For the sake of simplicity, let's assume $C_{p,q} = 0$ whenever $p < 0$ or $q < 0$. Note, the result is still true without this assumption.
Let $x \in \operatorname{Tot}_n(C_{\bullet,\bullet}) = \bigoplus_{p+q=n}C_{p,q}$, then $x = x_{n,0} + x_{n-1,1} + \dots + x_{0,n}$ where $x_{p,q} \in C_{p,q}$. Applying the differential $d$ to $x$ gives $dx \in \operatorname{Tot}_{n-1}(C_{\bullet,\bullet})$ given by
\begin{align*}
dx &= d(x_{n,0} + x_{n-1,1} + \dots + x_{0,n})\\
&= d_{n,0}x_{n,0} + d_{n-1,1}x_{n-1,1} + \dots + d_{0,n}x_{0,n}\\
&= d^h_{n,0}x_{n,0} + d^v_{n,0}x_{n,0} + d^h_{n-1,1}x_{n-1,1} + d^v_{n-1,1}x_{n-1,1} + \dots + d^h_{0,n}x_{0,n} + d^v_{0,n}x_{0,n}\\
&= d^h_{n,0}x_{n,0} + 0 + d^h_{n-1,1}x_{n-1,1} + d^v_{n-1,1}x_{n-1,1} + \dots + 0 + d^v_{0,n}x_{0,n}\\
&= (d^h_{n,0}x_{n,0} + d^v_{n-1,1}x_{n-1,1}) + \dots + (d^h_{1,n-1}x_{1,n-1} + d^v_{0,n}x_{0,n}).\\
\end{align*}
That is, $dx \in \operatorname{Tot}_{n-1}(C_{\bullet, \bullet})$ and for $r, s \geq 0$ with $r + s = n - 1$, $(dx)_{r,s} = d^h_{r+1,s}x_{r+1,s} + d^v_{r,s+1}x_{r,s+1}$.

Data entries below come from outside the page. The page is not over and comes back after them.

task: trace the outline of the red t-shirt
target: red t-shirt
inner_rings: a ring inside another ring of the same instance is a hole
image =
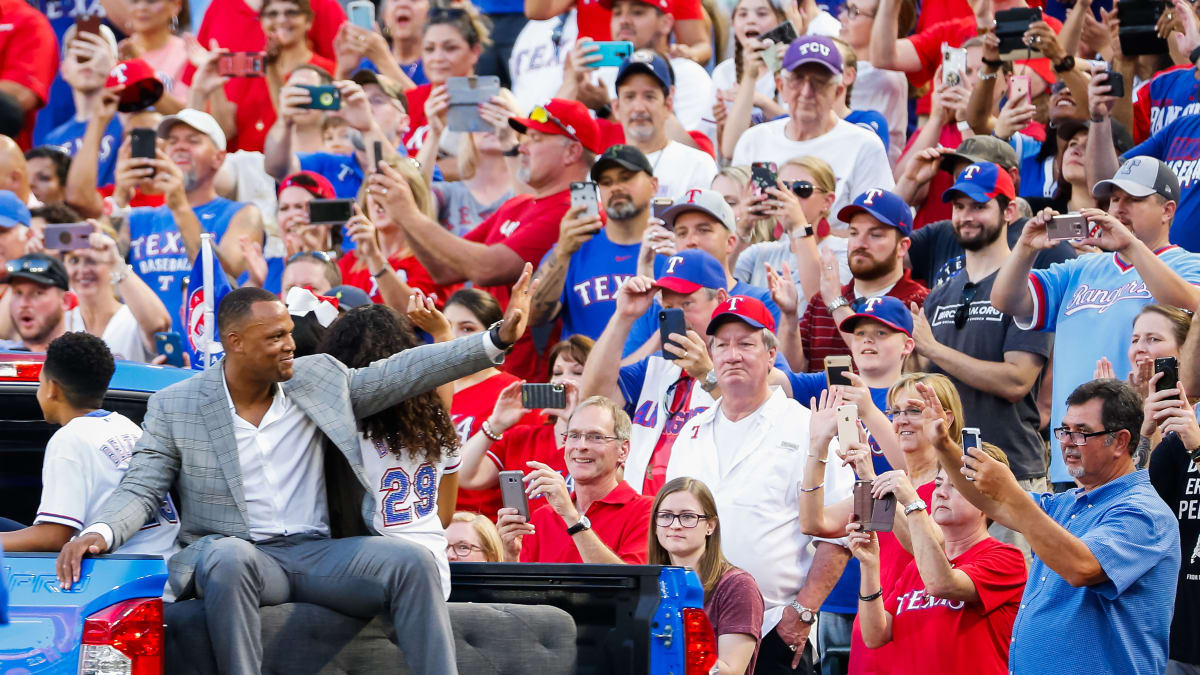
[[[14,139],[22,150],[32,147],[37,111],[50,98],[58,64],[58,40],[46,15],[23,0],[0,0],[0,80],[19,84],[38,99]]]
[[[500,397],[500,391],[516,382],[517,379],[508,373],[497,373],[483,382],[455,392],[454,398],[450,401],[450,421],[454,423],[454,429],[458,432],[459,442],[466,443],[468,438],[479,433],[483,421],[492,414],[492,408],[496,406],[496,399]],[[537,417],[534,413],[530,413],[521,418],[520,423],[535,424],[536,422]],[[482,513],[494,521],[501,504],[499,486],[486,490],[459,488],[458,505],[455,506],[455,510]]]
[[[904,146],[904,153],[900,155],[901,161],[904,161],[904,157],[908,155],[908,149],[912,147],[918,135],[913,134],[908,139],[908,144]],[[942,132],[938,135],[938,143],[951,150],[957,148],[962,140],[962,132],[953,124],[943,125]],[[929,191],[925,194],[924,203],[917,208],[916,214],[913,215],[913,229],[924,227],[929,223],[936,223],[939,220],[950,219],[950,213],[954,210],[953,205],[942,201],[942,193],[951,185],[954,185],[954,176],[951,176],[949,171],[938,171],[934,174],[933,180],[929,181]]]
[[[737,567],[722,574],[712,595],[704,598],[704,613],[718,641],[722,635],[739,633],[754,637],[754,654],[746,666],[747,673],[754,672],[754,662],[758,660],[764,611],[762,593],[754,577]]]
[[[371,296],[371,302],[383,302],[383,297],[379,295],[379,284],[376,283],[375,277],[371,276],[371,270],[367,269],[366,265],[360,265],[358,269],[354,266],[358,264],[357,251],[350,251],[338,260],[338,269],[342,271],[342,283],[349,286],[361,288],[367,295]],[[455,291],[462,288],[462,284],[454,284],[453,286],[441,286],[433,277],[429,276],[429,271],[425,266],[417,260],[417,256],[408,255],[403,258],[393,256],[388,258],[388,264],[392,269],[396,270],[400,280],[413,288],[421,289],[425,295],[436,295],[437,306],[442,307],[446,304],[446,298],[449,298]]]
[[[96,192],[98,192],[100,196],[104,197],[105,201],[107,201],[109,197],[112,197],[113,190],[116,188],[116,185],[103,185],[96,188]],[[164,195],[148,195],[137,188],[133,189],[133,196],[129,198],[129,206],[131,207],[162,206],[164,203],[166,203],[166,197]]]
[[[408,101],[408,130],[400,137],[409,157],[416,157],[425,139],[429,136],[429,120],[425,118],[425,101],[433,92],[433,84],[425,83],[404,92]]]
[[[536,424],[518,424],[492,443],[488,458],[500,471],[531,471],[527,462],[541,462],[568,477],[567,462],[554,433],[554,422],[541,419]]]
[[[333,61],[319,54],[313,54],[308,62],[330,73],[336,68]],[[267,132],[275,124],[275,104],[271,102],[267,78],[235,77],[225,85],[225,97],[237,106],[237,135],[228,139],[229,152],[262,152]]]
[[[920,282],[913,281],[912,273],[904,270],[904,276],[900,277],[900,281],[885,295],[900,300],[905,307],[908,307],[910,302],[920,306],[925,303],[929,289]],[[842,287],[842,296],[847,300],[854,300],[853,281]],[[817,297],[815,302],[808,303],[800,317],[800,344],[804,347],[804,358],[808,359],[803,372],[815,373],[823,370],[826,356],[850,355],[850,347],[842,340],[837,324],[820,297]]]
[[[1008,673],[1008,644],[1025,590],[1025,557],[1017,547],[988,537],[950,562],[971,578],[977,602],[927,595],[916,561],[884,593],[883,606],[894,617],[893,675]],[[930,658],[933,654],[937,658]]]
[[[703,19],[704,11],[700,0],[671,0],[669,3],[676,21]],[[605,7],[604,5],[607,5]],[[612,39],[612,3],[607,1],[602,5],[598,0],[579,0],[575,3],[578,13],[575,22],[579,25],[579,37],[590,37],[593,40]]]
[[[570,204],[569,190],[556,192],[541,199],[535,199],[531,195],[518,195],[504,202],[495,213],[463,238],[488,246],[503,244],[521,256],[522,260],[532,263],[536,269],[546,252],[558,242],[559,224]],[[508,307],[511,285],[476,288],[482,288],[495,296],[501,307]],[[560,325],[556,321],[548,335],[539,334],[539,343],[543,345],[542,353],[535,348],[531,331],[526,331],[513,347],[512,353],[505,358],[502,366],[504,371],[530,382],[544,382],[550,370],[544,352],[557,341]],[[545,327],[540,327],[539,330],[545,330]],[[541,339],[543,337],[544,341]]]
[[[631,565],[645,565],[650,536],[651,495],[639,495],[620,481],[602,499],[592,503],[584,515],[592,523],[592,531],[613,553]],[[521,542],[521,562],[581,563],[579,548],[565,523],[554,509],[546,504],[533,512],[529,522],[536,534]]]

For $y = y_{n-1,0} + y_{n-2,1} + \dots + y_{0,n-1} \in \operatorname{Tot}_{n-1}(C_{\bullet,\bullet})$ the same calculation shows that $dy \in \operatorname{Tot}_{n-2}(C_{\bullet,\bullet})$ with $(dy)_{t,u} = d^h_{t+1,u}y_{t+1,u} + d^v_{t,u+1}y_{t,u+1}$ for any $t, u \geq 0$ with $t + u = n-2$. Taking $y = dx$, we get
\begin{align*}
(d(dx))_{t,u} &= d^h_{t+1,u}(dx)_{t+1,u} + d^v_{t,u+1}(dx)_{t,u+1}\\
&= d^h_{t+1,u}(d^h_{t+2,u}x_{t+2,u} + d^v_{t+1,u+1}x_{t+1,u+1}) + d^v_{t,u+1}(d^h_{t+1,u+1}x_{t+1,u+1} + d^v_{t,u+2}x_{t,u+2})\\
&= d^h_{t+1,u}d^h_{t+2,u}x_{t+2,u} + d^h_{t+1,u}d^v_{t+1,u+1}x_{t+1,u+1} + d^v_{t,u+1}d^h_{t+1,u+1}x_{t+1,u+1} + d^v_{t,u+1}d^v_{t,u+2}x_{t,u+2}\\
&= d^h_{t+1,u}d^h_{t+2,u}x_{t+2,u} + (d^h_{t+1,u}d^v_{t+1,u+1} + d^v_{t,u+1}d^h_{t+1,u+1})x_{t+1,u+1} + d^v_{t,u+1}d^v_{t,u+2}x_{t,u+2}\\
&= 0
\end{align*}
and therefore $d(dx) = 0$, i.e. $d^2 = 0$.